A commercial center for the surrounding farms, it's not a tourist magnet except in February, when La Vegas is justly celebrated for its Carnaval, probably the best in the country. The celebration dates back to the first Spanish settlers, and at this time the normally reserved, hard-working townspeople can become rowdy, especially when joined by nearly 100,000 fellow Dominicans and tourists. The Presidente flows faster than the water in the fountain during Carnaval, so be careful on the road during this time—drunk driving is a problem. In general, it's a pretty safe party, with good security, and it's fun. As with any event with large crowds, carry little of value on you, and make certain that your camera is around your neck and in a case with a wide, sturdy strap. Book accommodations far in advance, since even Santiago is busy during this time with its own Carnaval.
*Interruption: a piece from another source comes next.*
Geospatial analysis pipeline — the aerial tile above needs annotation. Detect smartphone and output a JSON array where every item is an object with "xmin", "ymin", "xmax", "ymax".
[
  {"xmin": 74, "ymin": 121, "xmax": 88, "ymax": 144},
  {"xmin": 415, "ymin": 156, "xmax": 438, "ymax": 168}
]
Crowds sit in bleachers erected along the parade route or join the organized, costumed groups who are the official marchers. Costumes can be lavish, heavy, and wildly decorated—otherworldly, even. La Vega is known for its distinctively haunting devil masks. These creations are intricate, fanciful gargoyles painted in surreal colors; spiked horns and cows' teeth (once real but now simulated) lend an eerie authenticity. Several artisans work in dark, cramped studios throughout the area, their skills having been passed down for generations.
Before you dance wildly in the street, be forewarned that some of the young male marchers snap leather whips, so you need to stay clear. Their buddies wield hard rubber, faux animal bladders and whack people in the butt, so watch your back.